How bad this will be for RIM as it fights Apple’s iPhone and the multitude of Android smart phones is the question.
RIM won’t lose many enterprise customers because of service problems, predicts Brownlee Thomas, a Montreal-based analyst for Forrester Research who covers enterprise telecommunications and networking services issues. BlackBerry users that need RIM to meet regulatory obligations can’t choose other providers. Business and government users are more likely to switch to other handsets because their organziations increasingly allow them to bring their own devices rather than because of this week’s troubles.
Besides, she said, “these things happen.” The real test for any company with a systems failure, she said, is how fast it restores service.
The real threat to RIM, she added, is the defection of consumer subscribers because of the outages.
Iain Grant, managing director of SeaBoard Group, a Montreal-based telecommunications consultancy, said the week is “a disaster for the company’s faltering credibility” — particularly because it claims to have a messaging service that is reliable.
“The fact that this is a repeat of earlier problems, a year or so ago, suggests that the fixes weren’t as solid and robust as they needed to be,” he said in an email message. “That RIM didn’t heed the last wake-up call, and that the problem has re-occured to bite the company comes at what, arguably is the worst time possible: When the company needed something to point-to to assure investors, customers, partners that it is still in the game. It is really sad. Sad for the company, sad for the leadership, and sad too for the country as its tech star loses what remains of its lustre.”
“We run frequent tests of our system,” Lazaridis told reporters. In last 18 months, he stressed, it has been up 99.97 per cent of the time. “We are taking aggressive steps to minimize risk of this happening again,” he said, including working with equipment manufacturers to correct the particular failure mode in the core and backup switches blamed for the problem, auditing the RIM infrastructure and conducting root cause analysis to find out why the system took longer to restore than expected.

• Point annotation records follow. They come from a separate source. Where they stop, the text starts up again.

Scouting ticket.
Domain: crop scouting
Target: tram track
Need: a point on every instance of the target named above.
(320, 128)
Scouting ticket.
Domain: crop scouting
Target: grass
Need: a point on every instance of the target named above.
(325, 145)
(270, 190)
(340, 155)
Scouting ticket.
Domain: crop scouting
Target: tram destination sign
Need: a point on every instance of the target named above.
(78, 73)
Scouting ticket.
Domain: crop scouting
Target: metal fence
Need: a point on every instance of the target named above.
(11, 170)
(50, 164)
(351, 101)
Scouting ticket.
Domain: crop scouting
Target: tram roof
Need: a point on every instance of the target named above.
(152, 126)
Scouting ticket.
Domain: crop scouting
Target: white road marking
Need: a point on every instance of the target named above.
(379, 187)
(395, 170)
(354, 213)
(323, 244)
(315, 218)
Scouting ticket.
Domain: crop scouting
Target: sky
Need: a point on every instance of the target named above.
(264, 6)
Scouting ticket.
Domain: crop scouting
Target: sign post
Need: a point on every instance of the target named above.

Asked if he’s worried the incident, the worst in the company’s history, could damage its reputation and cause customers to leave, Lazaridis replied “we’re very concerned. It’s a great concern.”

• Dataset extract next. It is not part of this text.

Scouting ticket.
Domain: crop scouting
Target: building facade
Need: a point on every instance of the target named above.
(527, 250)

“We’ve worked 12 years since the launch of BlackBerry to win the trust of our 70 million subscribers, and we’re going to fully commit to win that trust back. One hundred per cent.”
RIM [Nasdaq: RIMM; TSX: RIM] still isn’t clear what happened. “On Monday we had a hardware failure that caused a ripple effect in our systems,” Lazaridis said. A dual-redundant high capacity core switch in RIM’s European network operations centre in Slough, Britain, which is designed to protect the infrastructure, failed and caused outages and delays for some customers in Europe, the Middle East, Africa, India, Brazil, Chile and Argentina.

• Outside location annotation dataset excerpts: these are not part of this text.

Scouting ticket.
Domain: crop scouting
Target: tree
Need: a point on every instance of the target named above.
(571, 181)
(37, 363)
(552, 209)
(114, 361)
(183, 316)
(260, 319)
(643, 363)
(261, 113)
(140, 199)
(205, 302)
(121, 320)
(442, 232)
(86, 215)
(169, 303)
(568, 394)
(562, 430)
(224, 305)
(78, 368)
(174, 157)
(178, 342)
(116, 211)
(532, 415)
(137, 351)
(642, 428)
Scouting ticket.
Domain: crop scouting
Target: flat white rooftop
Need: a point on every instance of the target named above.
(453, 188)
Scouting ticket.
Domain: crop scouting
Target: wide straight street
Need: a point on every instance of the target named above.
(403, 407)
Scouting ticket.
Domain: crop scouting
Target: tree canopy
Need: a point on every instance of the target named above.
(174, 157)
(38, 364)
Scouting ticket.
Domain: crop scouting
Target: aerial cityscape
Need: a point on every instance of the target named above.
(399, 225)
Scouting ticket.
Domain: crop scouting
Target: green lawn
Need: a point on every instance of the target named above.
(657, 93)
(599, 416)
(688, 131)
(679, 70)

Then a backup switch “didn’t perform as intended,” which led to a cascade failure that rippled across RIM’s systems and backlogged messages. RIM was able to restart the system in Europe, but the processing of the backlogged messages “took longer than expected.”
The initial switch failure wasn’t preceded by a network change like a software upgrade, he said.
Lazaridis wouldn’t reveal the names of the equipment makers whose gear is in the redundant switches. But there was a hint of frustration in his voice when he said, “Systems like this don’t fail this way. They’re designed not to fail this way.”
RIM has several network operations centres around the world that securely process and forward BlackBerry messages, but the nature of the problem prevented the company from merely switching traffic to them. In fact, Balsillie said part of the difficulty was making sure the problem that started in Europe didn’t bring the entire system down, and he stoutly backed the company’s strategy.
“You have to be cautious that in a global system you don’t infect the global system with your approaches,” he told reporters. “So quite frankly it was about being prudent and cautious on the global system for BlackBerry. That was the decision we took and we stand by it.”